After that, there's a lot of fiddling to fix up whatever other problems we find: Proofreading. Copyfitting. Layout and tweaking of the supplemental materials. We're getting there...
Quick check-in today...
over 5 years ago
– Mon, Oct 26, 2020 at 02:59:18 PM
Hey folks,
Very short update today, as we take care of a lot of things that have (inconveniently) triaged themselves up to the top of the to-do list: in case you're interested...
- The Galileo Games website simply got taken offline when we declined to renew the account, so SUPRISE! We're doing an emergency refresh on that front.
- I'm in business school and I have two important group presentations in the next two weeks, so that's a huge portion of my attention
- It's early voting season in NY where I am, and I'm looking to go do that. (p.s. US folks, please vote!)
- A lot of my attention is on another game project that we've promised to release this year (which you may have noticed is coming up very quickly.)
- I'm also starting to look for a new job. And that takes a fair amount of time and effort too.
We're still working on cleaning up the manuscript and making sure that we're not editing enormous swaths of copy throughout the layout process and while reviewing the outline Mendez caught a number of old mechanics in one of the earlier documents that hadn't been looked at in a while. So that's being fixed. We've also been trying (unsuccessfully) to get in touch with the intended printer and the word on the street is that they're deep in a backlog right now (unsurprisingly) and so we haven't been able to start wrapping up that end of the book production anyway.
Anyway, I'm personally a little disappointed that this portion of things didn't come with more interesting stuff to look at or get hype about. Sometimes, thems the breaks. Any questions? We're happy to answer!
-Tim
Milestone: Manuscript Complete!
over 5 years ago
– Thu, Sep 24, 2020 at 02:37:32 AM
Happy September, everyone.

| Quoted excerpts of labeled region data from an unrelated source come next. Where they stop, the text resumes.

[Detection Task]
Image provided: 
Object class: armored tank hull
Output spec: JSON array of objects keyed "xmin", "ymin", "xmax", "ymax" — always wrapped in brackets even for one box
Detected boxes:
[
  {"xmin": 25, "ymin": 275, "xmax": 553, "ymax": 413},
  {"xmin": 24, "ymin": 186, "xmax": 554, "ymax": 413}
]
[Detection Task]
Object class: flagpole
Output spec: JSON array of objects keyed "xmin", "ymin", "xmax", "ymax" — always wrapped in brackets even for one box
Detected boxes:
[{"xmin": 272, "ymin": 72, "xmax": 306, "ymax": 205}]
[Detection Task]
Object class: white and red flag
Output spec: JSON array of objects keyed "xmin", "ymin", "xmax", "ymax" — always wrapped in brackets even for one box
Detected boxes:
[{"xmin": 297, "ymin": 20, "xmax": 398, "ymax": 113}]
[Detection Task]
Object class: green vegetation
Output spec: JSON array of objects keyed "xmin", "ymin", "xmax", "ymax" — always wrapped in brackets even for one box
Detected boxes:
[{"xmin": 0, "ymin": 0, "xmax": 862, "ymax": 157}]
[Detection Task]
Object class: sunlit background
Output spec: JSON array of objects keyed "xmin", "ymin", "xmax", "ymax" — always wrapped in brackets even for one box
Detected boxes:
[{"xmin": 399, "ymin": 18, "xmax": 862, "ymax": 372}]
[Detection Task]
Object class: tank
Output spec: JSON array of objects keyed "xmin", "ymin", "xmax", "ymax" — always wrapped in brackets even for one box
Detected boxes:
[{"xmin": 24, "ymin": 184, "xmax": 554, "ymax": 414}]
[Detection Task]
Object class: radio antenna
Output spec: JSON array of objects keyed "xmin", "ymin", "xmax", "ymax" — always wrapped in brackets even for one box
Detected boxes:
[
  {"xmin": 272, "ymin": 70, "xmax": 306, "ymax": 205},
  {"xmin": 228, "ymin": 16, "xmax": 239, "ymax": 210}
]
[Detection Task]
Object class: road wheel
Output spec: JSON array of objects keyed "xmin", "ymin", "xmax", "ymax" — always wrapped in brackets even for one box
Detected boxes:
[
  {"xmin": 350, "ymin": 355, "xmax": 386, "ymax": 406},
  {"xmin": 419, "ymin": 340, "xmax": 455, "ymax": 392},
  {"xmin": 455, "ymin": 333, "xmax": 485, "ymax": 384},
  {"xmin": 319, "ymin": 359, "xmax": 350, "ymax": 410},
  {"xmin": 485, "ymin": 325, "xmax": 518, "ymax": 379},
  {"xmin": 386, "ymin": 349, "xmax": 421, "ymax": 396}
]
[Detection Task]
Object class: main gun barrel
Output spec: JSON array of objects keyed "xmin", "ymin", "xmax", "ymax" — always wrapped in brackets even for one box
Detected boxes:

I am extremely pleased to announce that we’re finished with the manuscript as a whole!
And now entering into the long, detailed, homestretch that is all of the rest of producing a book. I joke…a little. But there is a lot to do now. All of the writing is in roughly a dozen different documents and the first thing I’ve done is write a detailed outline in order to start planning how to organize the book in layout. Sure, we had a variety of general ideas, but now that we have a manuscript done we get to start doing the actual architecture of organizing the book into formatted pages for learning, reference, and play.
I’m also working with our printer to verify that we can make exactly the book we want for the price we planned. The only risk factor of substance we foresee on that end is that our MSRP ends up higher than we’d targeted, but that just means you got a deal!
We’ve snapshotted some of the layout ideas we’ve been working on previously. This informs what we’re doing in terms of pagination, i.e. how we’re organizing all of the art that’s going into the book, how we want the chapters to flow and which side of the page the different sections need to start and end on. This is ultimately most relevant for the print book (pagination is specifically most relevant to facing-page spreads and doesn’t substantially affect single page view PDFs).
At this point, we've shown off previews of most everything that's in the book and my mental well of ideas on what to share with y'all is running a little low. So tell me, what are your burning questions? Consider this a bit of an AMaA on producing a book, Thousand Arrows, Galileo Games, or anything in between!